WASHINGTON - Just in time for the holidays, Uncle Sam is serving up its version of a gift to the maritime industry. The Coast Guard this week sent the long-awaited proposed rule for TWIC readers to the Office of Management and the Budget for final review.
This is a significant and long-overdue step that moves the process closer to a finale after nearly three years of delays that has frustrated vessel operators and called into question the security value of this post-9/11 federal security program.
The Notice of Proposed Rulemaking (NPRM) was sent to OMB on Nov. 16, and the agency has 90 days to act. If OMB proposes no changes, the reader rule could be published in the Federal Register around March 2013, according to Brian Vahey of the American Waterways Operators.
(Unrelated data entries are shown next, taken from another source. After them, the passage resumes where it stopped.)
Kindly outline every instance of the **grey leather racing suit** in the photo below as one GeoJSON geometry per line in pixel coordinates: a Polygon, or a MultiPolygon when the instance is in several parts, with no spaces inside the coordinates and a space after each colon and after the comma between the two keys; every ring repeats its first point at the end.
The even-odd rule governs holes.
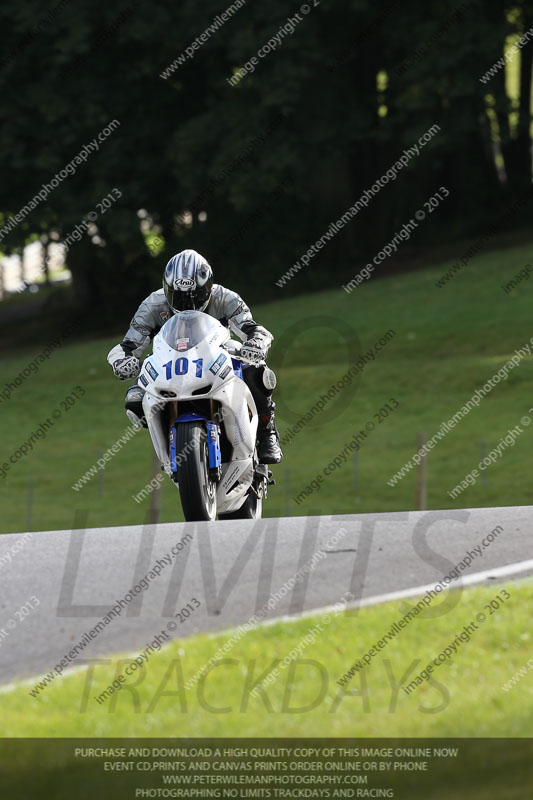
{"type": "MultiPolygon", "coordinates": [[[[140,358],[155,334],[173,313],[163,289],[152,292],[137,309],[123,341],[109,351],[108,363],[113,365],[117,359],[131,355],[140,358]]],[[[265,343],[265,350],[268,350],[274,339],[266,328],[254,321],[244,300],[236,292],[226,289],[220,284],[213,284],[211,298],[205,313],[218,319],[225,327],[229,327],[243,342],[254,335],[259,335],[265,343]]],[[[263,372],[264,367],[248,366],[244,370],[244,379],[252,392],[260,419],[263,418],[266,421],[271,416],[273,417],[274,404],[272,390],[267,389],[264,385],[263,372]]],[[[137,382],[129,388],[126,395],[126,409],[133,411],[139,418],[143,416],[143,396],[144,390],[137,382]]]]}
{"type": "MultiPolygon", "coordinates": [[[[205,313],[220,320],[243,342],[252,337],[254,333],[261,333],[264,338],[268,337],[269,346],[274,338],[266,328],[254,321],[250,309],[236,292],[232,292],[218,283],[213,285],[211,299],[205,313]]],[[[167,303],[163,289],[152,292],[137,309],[124,340],[109,352],[108,362],[112,364],[117,358],[131,355],[140,358],[152,338],[172,314],[173,311],[167,303]]]]}

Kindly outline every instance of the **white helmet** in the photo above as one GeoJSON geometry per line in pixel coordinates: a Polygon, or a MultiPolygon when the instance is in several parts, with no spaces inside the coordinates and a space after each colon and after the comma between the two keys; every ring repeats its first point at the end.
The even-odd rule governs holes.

“The reader rulemaking has been a long time coming and we’re anxious to see what it says,” Vahey said. “The ANPRM was OK, but had some areas where it can definitely be improved, and we hope the Coast Guard has done so.”
The Coast Guard will hold at least two public meetings on the NPRM, one on the East Coast and another on the West Coast, with additional meetings elsewhere possible. “There should be a lot of opportunities for industry to express their point of view,” Vahey said.
The TWIC program continues to be unpopular with the maritime industry. Several maritime unions advocate its repeal. Recently, the Passenger Vessel Association called on Congress to re-evaluate the program because it has been “inefficient in promoting security and highly burdensome to passenger vessel operators and U.S. mariners.”
PVA said three of its companies participated in a pilot program to test the readers, which are supposed to verify the validity of TWIC credentials. The passenger vessel operators reported that they derived no security enhancements from TWIC readers.
Congress is also unhappy. Enacted in 2002, the program continues to spend “hundreds of millions of taxpayer dollars,” Rep. John Mica, R-FL, chairman of the House Transportation Committee, said at a recent congressional hearing. Delays in publishing the reader rule have cost taxpayers $3.2 billion and left the nation’s ports unsecured, he said.